News / Africa

Old Refugees Welcome New Arrivals in Dadaab

Newly arrived Somali refugees queue for relief food at the Dadaab refugee camp, near the Kenya-Somalia, July 23, 2011
Newly arrived Somali refugees queue for relief food at the Dadaab refugee camp, near the Kenya-Somalia, July 23, 2011
Michael Onyiego

With resources at Kenya’s overcrowded Dadaab refugee camps stretched thin, longtime residents of the camps have extended a helping hand to new arrivals.

Helping each other

Upon arrival at the registration center in the Dagahaley refugee camp in Dadaab, Kenya, families fleeing the famine in Somalia are greeted by perhaps a surprising sight.  Before receiving even their first rations from the World Food Program, new arrivals to the camps are handed a pack of supplies by their fellow refugees.

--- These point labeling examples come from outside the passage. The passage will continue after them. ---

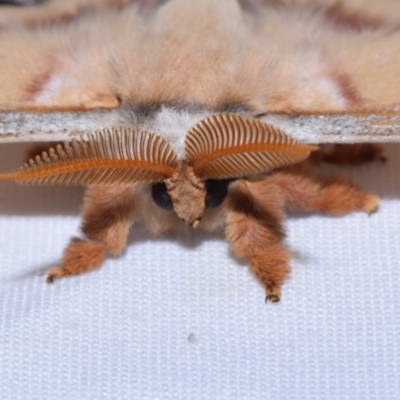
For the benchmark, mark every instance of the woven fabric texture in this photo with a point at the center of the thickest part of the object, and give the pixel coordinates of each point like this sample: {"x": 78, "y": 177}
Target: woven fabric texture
{"x": 181, "y": 318}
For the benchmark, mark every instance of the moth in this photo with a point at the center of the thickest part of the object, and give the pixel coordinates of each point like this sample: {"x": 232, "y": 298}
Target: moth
{"x": 185, "y": 114}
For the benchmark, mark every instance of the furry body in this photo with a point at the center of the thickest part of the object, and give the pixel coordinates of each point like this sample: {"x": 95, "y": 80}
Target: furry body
{"x": 336, "y": 56}
{"x": 164, "y": 66}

With people pouring in to Dadaab in recent months, long-term residents of the Dagahaley, Hagadera and Ifo refugee camps have joined with the United Nations Refugee Agency, or UNHCR, and other organizations to not only support those fleeing the crisis, but also to welcome them to their new homes.

Most immediate needs met

In the registration lines, established residents of the Dagahaley camp distribute new shoes, which are often badly needed by those who have arrived after weeks on foot.  The arriving refugees also receive new clothes and milk for young children in immediate need of nutrition.

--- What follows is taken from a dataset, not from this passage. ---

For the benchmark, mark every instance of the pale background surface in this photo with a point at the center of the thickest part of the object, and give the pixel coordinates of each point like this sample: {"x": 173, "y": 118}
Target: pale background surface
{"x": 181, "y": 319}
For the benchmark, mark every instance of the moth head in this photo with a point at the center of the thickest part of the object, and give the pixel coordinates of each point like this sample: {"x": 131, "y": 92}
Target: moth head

In the Dagahaley registration center, community leader Bashir Ahmed Bir passes out shoes to new arrivals.

Bir says many of the items being supplied to the refugees are being supplied in the Dagahaley market, through the support of the Muslim community in Dadaab and other cities throughout Kenya. Community efforts have recently been aimed at the new arrivals, and settled residents of the camps have been encouraged to contribute for the new arrivals.

In recent months, tens of thousands of Somalis have risked the long journey to Dadaab in search of a respite from the ongoing famine in Somalia.  But for numerous camp residents, Dadaab is home.  Around 400,000 now live in the three camps surrounding Dadaab.  Many have been there since the early 1990's, when the last Somali famine sent people streaming across the border. Since then, the camps have evolved from temporary centers of crisis response into true communities, complete with shops, schools, religious centers and outreach programs.

They have even organized, choosing representatives to lead the camps and communicate on their behalf to the aid agencies working in the area.

The recent influx of refugees has inundated the already overcrowded camps, creating tensions among those who have been settled for years. But according to recently-elected Dagahaley Community Leader Zeinab Mohamed, community assistance is about more than making room for the new refugees.

All residents of the camps in Dadaab were at one point forced to flee their homes in Somalia and Mohamed said the old residents of Dagahaley feel the pain of the recent arrivals. Mohamed said the old and new arrivals are all Somali and that the Dagahaley community was ready to help.

Burial assistance needed

But community organizations around Dadaab do more than simply welcome refugees; they also provide assistance with more solemn tasks, such as burial of the dead.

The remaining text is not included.